In both her full-length features, Currier explores a central male figure confronting the powers of nature outside the moorings of his own culture. Her Oka! character Larry Whitman, inspired by Sarno, is a tall man in a world made for short people carrying recording equipment among forest people famous for their incredibly acute hearing. She directed the Bayaka in their acting debuts by appealing to their sensitive emotional natures and skillfully engaging them in the storytelling so her cast never disappeared back into the forest before the finish. The first cut of Oka! Amerikee screened at the 2010 Telluride film festival, and the final cut premiered at the 2011 Washington DC Environmental Film Festival.

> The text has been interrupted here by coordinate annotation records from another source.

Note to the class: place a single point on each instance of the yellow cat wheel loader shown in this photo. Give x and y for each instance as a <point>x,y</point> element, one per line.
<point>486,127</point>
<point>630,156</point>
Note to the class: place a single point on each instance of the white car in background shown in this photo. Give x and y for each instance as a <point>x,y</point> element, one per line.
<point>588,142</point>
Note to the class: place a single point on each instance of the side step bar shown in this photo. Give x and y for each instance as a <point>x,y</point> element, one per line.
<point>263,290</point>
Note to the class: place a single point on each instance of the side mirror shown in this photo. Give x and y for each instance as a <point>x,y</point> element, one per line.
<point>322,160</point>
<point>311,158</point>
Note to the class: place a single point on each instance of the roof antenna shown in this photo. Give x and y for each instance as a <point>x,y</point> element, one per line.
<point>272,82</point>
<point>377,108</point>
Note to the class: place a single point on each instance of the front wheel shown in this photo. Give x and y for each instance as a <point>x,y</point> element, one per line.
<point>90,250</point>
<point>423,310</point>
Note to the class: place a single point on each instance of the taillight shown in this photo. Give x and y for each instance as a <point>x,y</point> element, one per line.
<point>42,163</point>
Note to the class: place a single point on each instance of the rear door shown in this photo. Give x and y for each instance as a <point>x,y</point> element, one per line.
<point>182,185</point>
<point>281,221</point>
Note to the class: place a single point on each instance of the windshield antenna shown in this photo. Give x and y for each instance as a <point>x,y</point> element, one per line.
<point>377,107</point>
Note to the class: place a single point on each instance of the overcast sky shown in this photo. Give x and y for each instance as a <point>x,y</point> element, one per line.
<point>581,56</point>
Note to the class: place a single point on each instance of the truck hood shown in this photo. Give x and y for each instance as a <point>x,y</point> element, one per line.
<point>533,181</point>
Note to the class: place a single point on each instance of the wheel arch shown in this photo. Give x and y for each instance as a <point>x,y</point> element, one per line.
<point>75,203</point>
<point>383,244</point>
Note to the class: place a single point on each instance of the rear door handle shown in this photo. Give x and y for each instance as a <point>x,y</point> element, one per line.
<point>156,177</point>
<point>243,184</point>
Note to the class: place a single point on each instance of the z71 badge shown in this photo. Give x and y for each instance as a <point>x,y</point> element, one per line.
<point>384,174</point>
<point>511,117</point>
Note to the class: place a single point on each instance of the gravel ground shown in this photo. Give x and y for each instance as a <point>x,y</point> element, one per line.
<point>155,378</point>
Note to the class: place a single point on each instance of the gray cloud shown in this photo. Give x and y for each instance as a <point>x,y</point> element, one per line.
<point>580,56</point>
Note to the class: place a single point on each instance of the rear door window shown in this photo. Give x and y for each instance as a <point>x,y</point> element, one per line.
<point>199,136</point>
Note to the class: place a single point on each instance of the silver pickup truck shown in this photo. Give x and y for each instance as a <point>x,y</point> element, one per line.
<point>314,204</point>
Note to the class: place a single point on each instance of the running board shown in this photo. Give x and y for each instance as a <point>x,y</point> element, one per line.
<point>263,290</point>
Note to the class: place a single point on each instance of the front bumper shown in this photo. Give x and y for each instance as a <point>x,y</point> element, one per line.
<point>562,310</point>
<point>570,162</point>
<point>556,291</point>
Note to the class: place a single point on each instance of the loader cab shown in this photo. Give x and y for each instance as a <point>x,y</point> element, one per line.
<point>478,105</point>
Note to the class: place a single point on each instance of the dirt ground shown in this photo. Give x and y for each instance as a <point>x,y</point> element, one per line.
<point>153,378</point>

Lavinia Currier continues her philanthropic work in support of environmental initiatives. Her support of Tibetan refugees earned the International Campaign for Tibet’s Light of Truth Award presented by the Dalai Lama. She is executive producer of the acclaimed documentary film The Sun Behind the Clouds: Tibet’s Struggle for Freedom (2010). Her film company is Roland Film Productions.